The downgrade comes after a series of developments, including the suspension of production in Oklahoma and the company’s ongoing need for capital to sustain operations.

In their “30 Stocks in 30 Days” report, Stifel noted that while Canoo initially maintained a Buy rating due to its in-house technology and commercial delivery expectations, recent events have raised doubts about its financial stability. 

Stifel highlights that “GOEV is in our ‘Butch Huskey’ category,” referring to a baseball player with early promise but unprepared for sustained success. 

The downgrade reflects the concerns about Canoo’s ability to thrive in the competitive electric vehicle market.

Stifel explains that Canoo has an increasing need for capital, with the company actively seeking financing while grappling with rising operational challenges. 

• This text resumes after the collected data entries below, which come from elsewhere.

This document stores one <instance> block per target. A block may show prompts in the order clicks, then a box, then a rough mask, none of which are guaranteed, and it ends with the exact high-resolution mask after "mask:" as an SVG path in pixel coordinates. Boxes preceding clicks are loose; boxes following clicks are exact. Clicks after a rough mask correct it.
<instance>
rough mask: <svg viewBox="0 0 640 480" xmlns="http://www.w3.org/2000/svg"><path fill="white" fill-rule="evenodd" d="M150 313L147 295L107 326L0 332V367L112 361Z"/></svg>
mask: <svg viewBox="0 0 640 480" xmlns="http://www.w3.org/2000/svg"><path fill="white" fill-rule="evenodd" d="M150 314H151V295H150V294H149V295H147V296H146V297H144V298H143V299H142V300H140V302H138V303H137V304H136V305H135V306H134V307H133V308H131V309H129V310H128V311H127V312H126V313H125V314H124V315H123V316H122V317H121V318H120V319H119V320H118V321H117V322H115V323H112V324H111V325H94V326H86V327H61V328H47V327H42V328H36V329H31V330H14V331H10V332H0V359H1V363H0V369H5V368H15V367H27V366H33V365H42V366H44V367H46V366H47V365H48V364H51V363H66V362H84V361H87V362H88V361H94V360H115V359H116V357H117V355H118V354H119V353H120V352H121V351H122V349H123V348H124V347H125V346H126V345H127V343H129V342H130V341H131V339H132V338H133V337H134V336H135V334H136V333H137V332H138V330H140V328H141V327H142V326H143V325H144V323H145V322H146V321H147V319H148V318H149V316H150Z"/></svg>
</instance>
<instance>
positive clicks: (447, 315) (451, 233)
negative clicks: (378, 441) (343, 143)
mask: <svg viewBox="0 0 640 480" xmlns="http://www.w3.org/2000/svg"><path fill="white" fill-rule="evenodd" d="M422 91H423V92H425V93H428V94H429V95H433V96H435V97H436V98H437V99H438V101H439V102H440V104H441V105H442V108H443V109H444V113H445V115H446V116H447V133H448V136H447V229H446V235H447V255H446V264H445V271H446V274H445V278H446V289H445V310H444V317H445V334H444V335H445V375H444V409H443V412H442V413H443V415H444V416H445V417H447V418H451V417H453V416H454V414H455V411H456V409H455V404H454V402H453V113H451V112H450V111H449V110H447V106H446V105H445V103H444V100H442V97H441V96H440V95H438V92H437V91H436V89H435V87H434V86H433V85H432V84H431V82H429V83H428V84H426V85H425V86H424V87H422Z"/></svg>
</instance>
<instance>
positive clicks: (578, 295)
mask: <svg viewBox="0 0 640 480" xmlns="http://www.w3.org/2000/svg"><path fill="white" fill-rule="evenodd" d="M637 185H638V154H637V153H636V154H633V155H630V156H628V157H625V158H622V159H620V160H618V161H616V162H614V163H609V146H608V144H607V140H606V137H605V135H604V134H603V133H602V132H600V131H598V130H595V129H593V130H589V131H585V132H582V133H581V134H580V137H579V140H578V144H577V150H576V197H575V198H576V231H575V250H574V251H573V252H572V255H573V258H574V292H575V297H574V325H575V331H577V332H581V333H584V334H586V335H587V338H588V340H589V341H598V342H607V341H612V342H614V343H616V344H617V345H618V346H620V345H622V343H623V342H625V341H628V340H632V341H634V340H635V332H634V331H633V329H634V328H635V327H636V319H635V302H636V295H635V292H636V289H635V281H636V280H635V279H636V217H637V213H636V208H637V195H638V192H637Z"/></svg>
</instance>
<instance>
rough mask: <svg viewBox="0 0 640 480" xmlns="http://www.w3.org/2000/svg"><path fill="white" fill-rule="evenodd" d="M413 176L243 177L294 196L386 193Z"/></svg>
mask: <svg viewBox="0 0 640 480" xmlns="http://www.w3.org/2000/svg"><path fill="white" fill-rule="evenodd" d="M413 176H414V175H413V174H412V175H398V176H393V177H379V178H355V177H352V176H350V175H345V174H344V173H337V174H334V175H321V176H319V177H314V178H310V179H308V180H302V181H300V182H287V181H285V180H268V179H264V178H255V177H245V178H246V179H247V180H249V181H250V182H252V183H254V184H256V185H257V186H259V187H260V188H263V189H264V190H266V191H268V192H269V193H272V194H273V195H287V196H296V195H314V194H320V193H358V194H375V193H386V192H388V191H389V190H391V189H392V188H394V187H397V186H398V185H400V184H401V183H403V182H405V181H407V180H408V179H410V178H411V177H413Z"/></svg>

“The company consolidated its facilities to three from six, which has continued to impact its workforce. At the end of October 2024, it furloughed 23% of its Oklahoma City factory workers for ~12 week,” said Stifel. “A few days after the furloughs in mid-December, Canoo announced the rest of its staff would be on a ‘mandatory unpaid break’ through at least year-end 2024.”

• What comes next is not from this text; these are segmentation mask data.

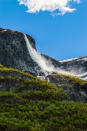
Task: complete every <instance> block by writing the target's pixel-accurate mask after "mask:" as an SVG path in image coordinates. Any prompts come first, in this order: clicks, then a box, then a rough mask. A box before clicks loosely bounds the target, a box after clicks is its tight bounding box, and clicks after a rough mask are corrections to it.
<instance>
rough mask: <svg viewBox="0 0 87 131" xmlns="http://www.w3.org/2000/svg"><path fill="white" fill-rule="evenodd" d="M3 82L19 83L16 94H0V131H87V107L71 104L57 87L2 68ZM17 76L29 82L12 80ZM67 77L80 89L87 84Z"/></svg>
mask: <svg viewBox="0 0 87 131" xmlns="http://www.w3.org/2000/svg"><path fill="white" fill-rule="evenodd" d="M0 72H4V73H7V74H8V75H6V76H2V75H0V83H2V82H4V83H5V82H12V81H14V82H15V83H16V82H19V86H18V87H16V88H15V89H13V90H11V91H10V90H9V91H1V92H0V131H86V130H87V103H81V102H73V101H67V93H66V92H65V91H64V90H63V89H61V88H57V87H56V86H55V85H54V84H51V83H48V82H47V81H42V80H40V79H38V78H36V77H33V76H32V75H30V74H28V73H25V72H22V71H19V70H16V69H11V68H5V67H3V66H0ZM9 72H13V73H14V72H17V73H21V74H22V75H26V76H29V78H26V79H22V77H19V78H18V76H17V77H16V76H14V77H13V76H11V75H9ZM61 76H64V77H65V78H67V79H69V80H70V81H71V82H73V83H75V84H76V83H79V85H80V86H83V85H84V84H86V83H87V82H86V81H83V80H81V79H79V78H77V77H73V76H70V75H64V74H62V75H61V74H58V77H61Z"/></svg>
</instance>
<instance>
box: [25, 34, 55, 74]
mask: <svg viewBox="0 0 87 131" xmlns="http://www.w3.org/2000/svg"><path fill="white" fill-rule="evenodd" d="M24 38H25V41H26V45H27V48H28V51H29V54H30V56H31V58H32V59H33V60H34V61H35V62H36V63H37V64H38V65H39V66H40V67H41V69H42V71H43V72H44V73H45V74H46V73H47V72H55V67H54V66H53V65H52V64H51V63H49V62H48V61H47V60H46V59H45V58H44V57H43V56H42V55H40V54H39V53H38V52H37V51H36V50H35V49H34V48H33V47H32V46H31V43H30V41H29V40H28V38H27V36H26V35H24Z"/></svg>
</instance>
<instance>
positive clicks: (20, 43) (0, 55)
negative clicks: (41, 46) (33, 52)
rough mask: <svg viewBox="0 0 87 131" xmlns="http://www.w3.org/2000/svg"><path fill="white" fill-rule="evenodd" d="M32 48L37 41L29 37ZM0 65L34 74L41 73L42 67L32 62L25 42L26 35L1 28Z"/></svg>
mask: <svg viewBox="0 0 87 131" xmlns="http://www.w3.org/2000/svg"><path fill="white" fill-rule="evenodd" d="M27 37H28V39H29V41H30V43H31V45H32V47H33V48H34V49H36V47H35V40H34V39H33V38H32V37H31V36H29V35H27ZM0 64H2V65H4V66H6V67H12V68H16V69H20V70H23V71H28V72H31V73H34V74H36V75H37V74H38V73H37V72H40V67H39V66H38V65H37V64H36V63H35V62H34V61H33V60H32V58H31V56H30V54H29V52H28V50H27V46H26V42H25V40H24V34H23V33H21V32H17V31H12V30H4V29H2V28H0Z"/></svg>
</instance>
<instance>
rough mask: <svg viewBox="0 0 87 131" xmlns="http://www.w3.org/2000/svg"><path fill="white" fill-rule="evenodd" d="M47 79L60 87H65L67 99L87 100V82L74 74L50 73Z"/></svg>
mask: <svg viewBox="0 0 87 131" xmlns="http://www.w3.org/2000/svg"><path fill="white" fill-rule="evenodd" d="M46 79H47V80H48V81H49V82H51V83H54V84H56V86H57V87H58V88H62V89H64V90H65V91H66V92H67V94H68V97H67V100H72V101H80V102H87V82H86V81H84V80H81V79H79V78H77V77H74V76H67V75H62V74H61V75H58V74H57V75H56V74H55V75H48V76H47V77H46Z"/></svg>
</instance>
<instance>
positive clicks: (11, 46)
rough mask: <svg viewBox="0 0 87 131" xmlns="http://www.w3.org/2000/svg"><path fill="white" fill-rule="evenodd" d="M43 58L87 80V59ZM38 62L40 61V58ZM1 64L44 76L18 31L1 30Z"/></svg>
mask: <svg viewBox="0 0 87 131" xmlns="http://www.w3.org/2000/svg"><path fill="white" fill-rule="evenodd" d="M26 36H27V38H28V40H29V42H30V44H31V46H32V47H33V48H34V49H35V50H36V47H35V40H34V39H33V38H32V37H31V36H29V35H26ZM41 56H42V57H44V59H45V60H46V61H47V62H49V63H50V65H53V66H54V68H59V69H60V70H63V71H66V72H69V73H71V74H73V75H76V76H79V77H81V78H83V79H85V80H86V79H87V57H79V58H74V59H69V60H62V61H57V60H55V59H53V58H51V57H49V56H47V55H44V54H42V55H41ZM38 61H40V59H39V58H38ZM47 62H46V63H47ZM0 64H2V65H4V66H6V67H12V68H16V69H20V70H23V71H27V72H31V73H32V74H34V75H35V76H43V75H44V72H43V70H41V66H40V65H39V64H38V63H37V62H36V61H35V60H34V59H32V57H31V55H30V52H29V50H28V48H27V45H26V41H25V39H24V34H23V33H21V32H18V31H12V30H8V29H7V30H5V29H2V28H0ZM45 66H46V65H45ZM49 67H50V66H48V68H49ZM53 72H54V71H53Z"/></svg>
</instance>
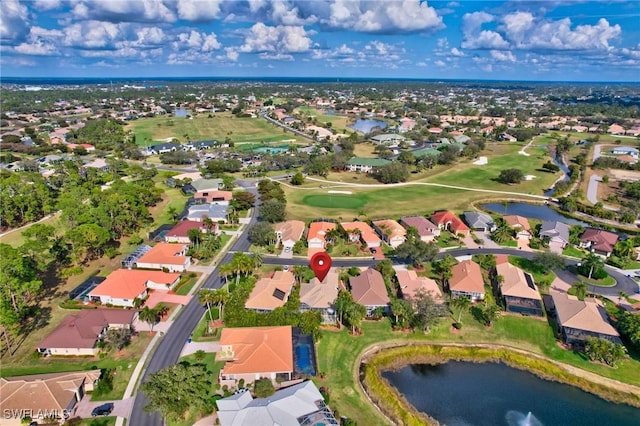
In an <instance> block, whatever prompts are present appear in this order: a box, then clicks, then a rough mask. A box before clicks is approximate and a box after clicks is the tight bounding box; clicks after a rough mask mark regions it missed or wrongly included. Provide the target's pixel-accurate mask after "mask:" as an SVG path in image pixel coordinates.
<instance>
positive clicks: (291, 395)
mask: <svg viewBox="0 0 640 426" xmlns="http://www.w3.org/2000/svg"><path fill="white" fill-rule="evenodd" d="M216 404H217V406H218V411H217V415H218V419H219V421H220V425H222V426H244V425H280V426H298V425H327V426H329V425H336V426H337V425H339V424H340V423H339V422H338V420H336V418H335V417H334V415H333V413H332V411H331V410H330V409H329V407H327V406H326V405H325V402H324V397H323V396H322V394H321V393H320V391H318V388H317V387H316V385H315V384H314V383H313V382H312V381H311V380H307V381H306V382H302V383H298V384H296V385H293V386H290V387H287V388H284V389H280V390H278V391H276V393H274V394H273V395H271V396H269V397H268V398H255V399H254V398H253V397H252V396H251V392H249V391H246V390H245V391H242V392H239V393H236V394H234V395H231V396H229V397H227V398H222V399H219V400H217V401H216Z"/></svg>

These moves come as the company consolidates its facilities from six to three locations in an effort to cut costs.

In addition, the company’s cash reserves remain under pressure. Stifel points to the fact that Canoo has been in “active discussions regarding additional financing,” but without securing the necessary funds on favorable terms, it could face insolvency risks.

A recent filing from Canoo warned that without new capital, the company could be unable to meet its obligations, potentially leading to litigation or further financial difficulties.

Reflecting these risks, Stifel has lowered its revenue forecasts and reduced the stock’s target price to $0.50, down from $4.50.